Конечно, без разграничения «твоё» и «моё» в обществе не прожить. И, как и все, формально я владею чем-то: какими-то вещами, жильём, деньгами. Но совершенно не чувствую, каким образом что-нибудь из всего этого может быть моим, частью моего существования. Как вообще что бы то ни было в окружающем мире может быть моим, принадлежать мне, если сам я не принадлежу этому миру?

Даже собственное тело часто кажется не принадлежащим мне, чем-то посторонним по отношению к тому, кто обитает внутри него и называет себя «Я». Никогда я не мог ни ощутить, ни представить, каким образом всё, что я называю «самим собой», может быть результатом каких-то физиологических процессов.

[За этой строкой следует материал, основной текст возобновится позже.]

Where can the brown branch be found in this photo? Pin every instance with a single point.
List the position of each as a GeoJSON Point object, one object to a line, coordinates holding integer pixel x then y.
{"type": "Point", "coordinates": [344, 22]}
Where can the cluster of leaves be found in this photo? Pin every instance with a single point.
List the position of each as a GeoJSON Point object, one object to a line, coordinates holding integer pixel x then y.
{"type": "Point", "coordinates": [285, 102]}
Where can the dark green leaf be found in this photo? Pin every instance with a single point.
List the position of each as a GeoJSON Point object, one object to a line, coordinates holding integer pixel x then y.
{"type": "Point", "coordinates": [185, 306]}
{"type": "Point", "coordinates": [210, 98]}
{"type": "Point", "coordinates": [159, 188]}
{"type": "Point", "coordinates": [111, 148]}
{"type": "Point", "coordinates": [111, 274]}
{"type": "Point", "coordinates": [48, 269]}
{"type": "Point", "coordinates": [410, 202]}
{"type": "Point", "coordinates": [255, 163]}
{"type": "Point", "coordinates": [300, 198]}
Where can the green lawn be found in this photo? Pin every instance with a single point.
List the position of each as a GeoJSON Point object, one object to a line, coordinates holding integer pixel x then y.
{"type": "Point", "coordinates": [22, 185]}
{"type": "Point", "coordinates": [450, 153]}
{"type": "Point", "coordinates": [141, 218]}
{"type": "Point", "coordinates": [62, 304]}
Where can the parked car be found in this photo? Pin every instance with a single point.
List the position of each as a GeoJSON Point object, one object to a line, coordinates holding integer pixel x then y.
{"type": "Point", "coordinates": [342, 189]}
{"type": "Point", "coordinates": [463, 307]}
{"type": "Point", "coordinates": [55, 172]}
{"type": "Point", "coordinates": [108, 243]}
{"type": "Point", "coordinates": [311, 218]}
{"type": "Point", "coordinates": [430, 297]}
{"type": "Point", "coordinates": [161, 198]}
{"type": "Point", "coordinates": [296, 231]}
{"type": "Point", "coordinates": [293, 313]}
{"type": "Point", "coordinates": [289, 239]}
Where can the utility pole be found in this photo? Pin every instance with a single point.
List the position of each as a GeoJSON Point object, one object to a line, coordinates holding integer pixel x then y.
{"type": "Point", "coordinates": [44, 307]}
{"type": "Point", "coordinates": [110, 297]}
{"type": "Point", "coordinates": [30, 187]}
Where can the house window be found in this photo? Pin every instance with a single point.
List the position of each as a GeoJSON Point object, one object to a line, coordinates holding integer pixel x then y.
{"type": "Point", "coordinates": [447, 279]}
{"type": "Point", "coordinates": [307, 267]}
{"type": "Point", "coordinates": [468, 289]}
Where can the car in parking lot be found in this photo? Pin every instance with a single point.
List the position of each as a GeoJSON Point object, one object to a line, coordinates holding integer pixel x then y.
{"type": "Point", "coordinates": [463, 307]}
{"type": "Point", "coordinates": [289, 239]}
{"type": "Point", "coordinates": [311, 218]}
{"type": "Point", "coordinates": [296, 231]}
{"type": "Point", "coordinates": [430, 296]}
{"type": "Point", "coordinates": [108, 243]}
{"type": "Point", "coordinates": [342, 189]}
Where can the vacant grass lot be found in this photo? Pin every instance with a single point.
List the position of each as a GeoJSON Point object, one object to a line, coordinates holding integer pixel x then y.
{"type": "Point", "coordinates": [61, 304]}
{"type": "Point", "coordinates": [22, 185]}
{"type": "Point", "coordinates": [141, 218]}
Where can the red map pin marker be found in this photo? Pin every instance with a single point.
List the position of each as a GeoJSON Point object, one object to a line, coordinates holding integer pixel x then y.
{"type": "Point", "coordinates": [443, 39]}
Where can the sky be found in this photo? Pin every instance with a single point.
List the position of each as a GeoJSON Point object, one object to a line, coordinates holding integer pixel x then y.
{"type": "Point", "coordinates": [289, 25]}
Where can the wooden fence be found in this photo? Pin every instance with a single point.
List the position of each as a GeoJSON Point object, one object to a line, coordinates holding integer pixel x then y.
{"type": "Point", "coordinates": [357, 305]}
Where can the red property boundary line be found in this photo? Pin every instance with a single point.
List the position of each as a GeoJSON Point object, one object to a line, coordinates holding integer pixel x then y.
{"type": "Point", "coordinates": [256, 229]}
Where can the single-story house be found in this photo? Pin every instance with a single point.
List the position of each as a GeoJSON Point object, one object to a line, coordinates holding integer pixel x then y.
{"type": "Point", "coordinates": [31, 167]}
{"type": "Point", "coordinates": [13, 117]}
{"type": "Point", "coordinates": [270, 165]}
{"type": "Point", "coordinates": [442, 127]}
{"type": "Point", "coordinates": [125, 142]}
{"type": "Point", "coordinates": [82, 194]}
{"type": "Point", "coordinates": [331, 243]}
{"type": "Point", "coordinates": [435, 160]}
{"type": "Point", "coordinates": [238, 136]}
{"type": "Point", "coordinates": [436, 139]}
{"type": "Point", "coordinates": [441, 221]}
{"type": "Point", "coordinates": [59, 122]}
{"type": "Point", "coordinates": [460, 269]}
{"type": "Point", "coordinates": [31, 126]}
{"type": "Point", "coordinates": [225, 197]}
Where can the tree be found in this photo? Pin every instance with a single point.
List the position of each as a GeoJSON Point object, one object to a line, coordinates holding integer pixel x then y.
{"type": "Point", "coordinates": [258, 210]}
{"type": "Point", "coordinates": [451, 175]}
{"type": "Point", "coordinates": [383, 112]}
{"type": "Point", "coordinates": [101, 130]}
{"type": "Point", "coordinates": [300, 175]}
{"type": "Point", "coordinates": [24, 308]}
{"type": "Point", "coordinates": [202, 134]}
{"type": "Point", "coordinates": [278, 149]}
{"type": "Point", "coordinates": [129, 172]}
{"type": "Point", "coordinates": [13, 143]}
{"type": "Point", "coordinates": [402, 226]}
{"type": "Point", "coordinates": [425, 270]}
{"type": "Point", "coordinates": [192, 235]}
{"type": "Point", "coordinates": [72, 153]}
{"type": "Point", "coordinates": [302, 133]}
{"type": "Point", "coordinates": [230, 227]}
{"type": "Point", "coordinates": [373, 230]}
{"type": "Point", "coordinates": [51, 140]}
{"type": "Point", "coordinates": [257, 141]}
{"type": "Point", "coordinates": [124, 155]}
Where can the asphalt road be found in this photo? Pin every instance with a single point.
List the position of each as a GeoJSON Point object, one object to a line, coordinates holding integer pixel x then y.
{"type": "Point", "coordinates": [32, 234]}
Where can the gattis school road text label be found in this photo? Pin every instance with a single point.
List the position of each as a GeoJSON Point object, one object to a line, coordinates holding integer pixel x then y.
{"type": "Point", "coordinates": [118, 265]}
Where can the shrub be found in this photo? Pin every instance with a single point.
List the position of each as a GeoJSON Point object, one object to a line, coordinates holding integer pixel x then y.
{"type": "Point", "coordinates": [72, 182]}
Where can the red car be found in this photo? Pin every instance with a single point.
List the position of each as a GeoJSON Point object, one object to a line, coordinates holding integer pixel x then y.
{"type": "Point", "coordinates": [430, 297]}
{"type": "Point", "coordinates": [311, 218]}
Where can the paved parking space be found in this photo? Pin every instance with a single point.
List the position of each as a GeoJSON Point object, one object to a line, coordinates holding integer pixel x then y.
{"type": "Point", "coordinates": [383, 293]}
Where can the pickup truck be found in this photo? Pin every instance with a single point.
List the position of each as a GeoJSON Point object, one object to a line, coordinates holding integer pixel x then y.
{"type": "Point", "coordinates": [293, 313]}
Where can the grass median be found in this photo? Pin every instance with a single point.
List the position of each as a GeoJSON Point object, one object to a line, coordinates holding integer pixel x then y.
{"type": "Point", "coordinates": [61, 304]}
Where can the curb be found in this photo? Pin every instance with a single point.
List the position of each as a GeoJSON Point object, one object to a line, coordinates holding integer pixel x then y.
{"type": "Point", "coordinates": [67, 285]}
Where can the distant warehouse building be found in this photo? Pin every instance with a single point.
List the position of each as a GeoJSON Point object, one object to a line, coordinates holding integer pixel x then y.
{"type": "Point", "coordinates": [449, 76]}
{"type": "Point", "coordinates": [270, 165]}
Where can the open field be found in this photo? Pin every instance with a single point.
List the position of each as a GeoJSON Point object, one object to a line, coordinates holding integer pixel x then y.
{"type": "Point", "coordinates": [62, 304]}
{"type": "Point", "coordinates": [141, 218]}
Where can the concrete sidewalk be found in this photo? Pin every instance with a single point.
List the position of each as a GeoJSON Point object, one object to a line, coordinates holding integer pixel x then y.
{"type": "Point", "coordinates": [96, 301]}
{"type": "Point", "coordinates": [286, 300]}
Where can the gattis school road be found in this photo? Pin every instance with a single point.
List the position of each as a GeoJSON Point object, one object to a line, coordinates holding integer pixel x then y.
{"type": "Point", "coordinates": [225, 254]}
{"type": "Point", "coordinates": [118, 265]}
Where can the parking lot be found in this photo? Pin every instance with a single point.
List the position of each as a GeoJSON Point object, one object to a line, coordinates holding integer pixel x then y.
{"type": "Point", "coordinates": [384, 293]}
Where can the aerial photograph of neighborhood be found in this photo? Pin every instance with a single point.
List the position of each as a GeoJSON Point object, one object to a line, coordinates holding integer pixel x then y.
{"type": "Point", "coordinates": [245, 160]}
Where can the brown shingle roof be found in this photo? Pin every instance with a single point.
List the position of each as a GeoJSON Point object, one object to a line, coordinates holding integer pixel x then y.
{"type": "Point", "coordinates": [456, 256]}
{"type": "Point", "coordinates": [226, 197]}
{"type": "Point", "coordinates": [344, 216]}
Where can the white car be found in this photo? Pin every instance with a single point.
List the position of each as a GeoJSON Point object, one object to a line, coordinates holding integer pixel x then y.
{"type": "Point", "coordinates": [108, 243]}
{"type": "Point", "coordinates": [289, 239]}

Наверное, следствием этой же изолированности является и другое свойство, которое всю жизнь отмечаю в себе. Обладая живой восприимчивостью, будучи от природы довольно-таки впечатлительным и наблюдательным, я перевариваю впечатления и делаю из них какие-то жизненно важные выводы (особенно те, что касаются обыденности, чисто житейской стороны существования) заметно медленнее, чем другие. Как будто всё это во мне слишком долго усваивается и созревает. Правильное осмысление каких-то событий приходит ко мне, как правило, со значительной задержкой, а то и с опозданием. Из-за этого я часто выглядел (и выгляжу до сих пор) во многих ситуациях заторможенным и даже тупым. Смею надеяться, таковым (по крайней мере – во всём и до такой степени, как может показаться) не являясь.


*


Среди людей я очень часто кажусь сам себе незваным гостем, попавшим на чужой пир по недоразумению. Или так: сторонним наблюдателем, который находится не ниже и не выше, а именно в стороне. Даже в кругу близких людей я не чувствую себя до конца «своим». Между мною и другими всегда большая или меньшая дистанция, кем бы эти другие мне ни приходились. И родственные чувства тут не исключение: не то чтобы у меня их нет; но для меня они никогда не были чем-то настолько значимым, чем являются, по-видимому, почти для всех нормальных людей. Я, в отличие от многих, не знаю, что такое привязанность к родне, к «своим по крови».

Никогда не мог я ощутить себя частью какой-либо компании или коллектива, да и любой общности людей, какую бы роль ни случалось мне там играть. Собственно, и ощущать себя частью мира (да чего бы то ни было) – каково это – мне почти незнакомо, хотя умом понимаю.

В любой социальной роли я чувствую себя как чужестранец в незнакомой стране. Она мне кажется чем-то вроде неудобной и душной маски, которая отторгается всем моим существом, но которую вынужден иной раз надевать и носить. Чтобы играть ту или иную роль (а без этого никому не прожить), мне всегда приходится совершать над собой некое внутреннее усилие, граничащее с насилием.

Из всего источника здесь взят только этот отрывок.